Głosowanie i debatę nad odwołaniem ministra finansów Mirosława Gronickiego komentują:

Dobry wujek spekulantów
Janusz Szewczak, analityk ekonomiczny:
Mirosław Gronicki to wyjątkowo słaby minister, który nie ma żadnej koncepcji. Można powiedzieć, że jest to minister wynajęty, podobnie jak premier Belka. Miał on duże minusy już na samym starcie, ponieważ był związany z Big Bankiem Gdańskim, który uczestniczył w prywatyzacji PZU, czym obecnie zajmuje się komisja śledcza. Choćby z racji tego w każdym cywilizowanym kraju europejskim byłby on zdyskwalifikowany na starcie. Drugi poważny minus ministra to kontynuowanie przez niego skrajnie liberalnych rozwiązań gospodarczych polegających na dążeniu do wprowadzenia podatku liniowego, podniesieniu stawki VAT na leki i żywność, zamrożeniu progów podatkowych, stopy wolnej od podatku, na obniżce stawek podatkowych wyłącznie dla najbogatszych. Kolejna negatywna rzecz to sztuczna, ideologiczna koncepcja obniżania deficytu budżetowego w oparciu głównie o cięcia socjalne, a także podwyżki akcyzy, co o mały włos udałoby się ministrowi, jeśli chodzi o paliwa, gaz i olej. To oczywiście nie było spowodowane żadną chęcią walki z mafią paliwową, a brakami w budżecie, gdyż minister zupełnie błędnie oszacował wpływy i wydatki budżetowe na 2005 r. Pomylił się także, przedstawiając wskaźniki makroekonomiczne na ten rok, gdyż nie będzie żadnych 4,5 czy też 5 procent wzrostu gospodarczego, a najwyżej 2 procent. Pomylił się także co do wielkości inflacji, wpływów z VAT-u i akcyzy. Podsumowując, można powiedzieć, że ten minister jest na pewno dobrym wujkiem dla kapitału spekulacyjnego, który zarabia teraz w Polsce krocie - na różnicach kursowych i na oprocentowaniu papierów wartościowych.
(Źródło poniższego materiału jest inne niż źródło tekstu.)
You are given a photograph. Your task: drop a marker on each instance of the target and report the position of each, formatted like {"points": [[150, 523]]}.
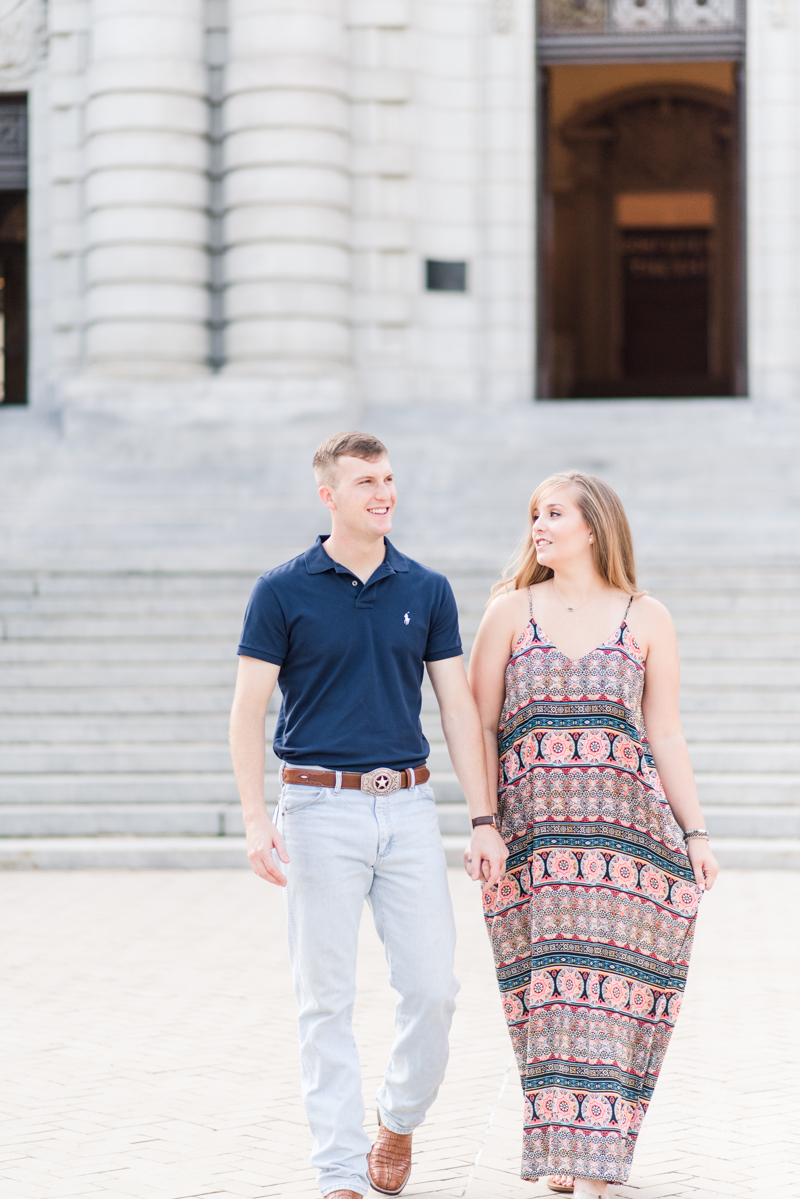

Minister Gronicki jak szalony nadal zadłuża Polskę, wypuszczając kolejne emisje obligacji skarbowych. Można powiedzieć, że nie można wskazać ani jednego pozytywnego aspektu działania ministra Gronickiego i zastanawiające jest, dlaczego tak bronią go SLD i SdPl.
not. BA

Bez zwalczania szarej strefy

Poseł Marek Sawicki (KP PSL):
Ministerstwo Finansów nie robi nic w sprawie likwidacji mafii paliwowej. Między innymi utrzymuje specjalne ulgi na podatek akcyzowy na pewne asortymenty paliw, które mogą być stosowane zamiennie jako grzewcze i trakcyjne, co stanowi potężne źródło przekrętów. Resort finansów nie jest zainteresowany zwalczaniem szarej strefy. Zamiast działać w tym kierunku, minister Gronicki wydał absurdalne rozporządzenie, które podwyższyłoby akcyzę na olej opałowy. Nie robi nic, aby przeciwdziałać umacnianiu się złotego, co szkodzi naszemu eksportowi. SdPl dwa tygodnie temu mówiła, że będzie za odwołaniem ministra, podobnie Stronnictwo Gospodarcze pana Romana Jagielińskiego. Dziś ugrupowania te zdecydowały się poprzeć ministra w zamian za udział we władzy jeszcze przez trzy miesiące. Nam bardzo zależało na tym, aby pomówić przy okazji głosowania o problemach państwowych finansów i braku reakcji na patologię i nadużycia. Dyskusja się odbyła i myślę, że społeczeństwo dowiedziało się, jak to wygląda.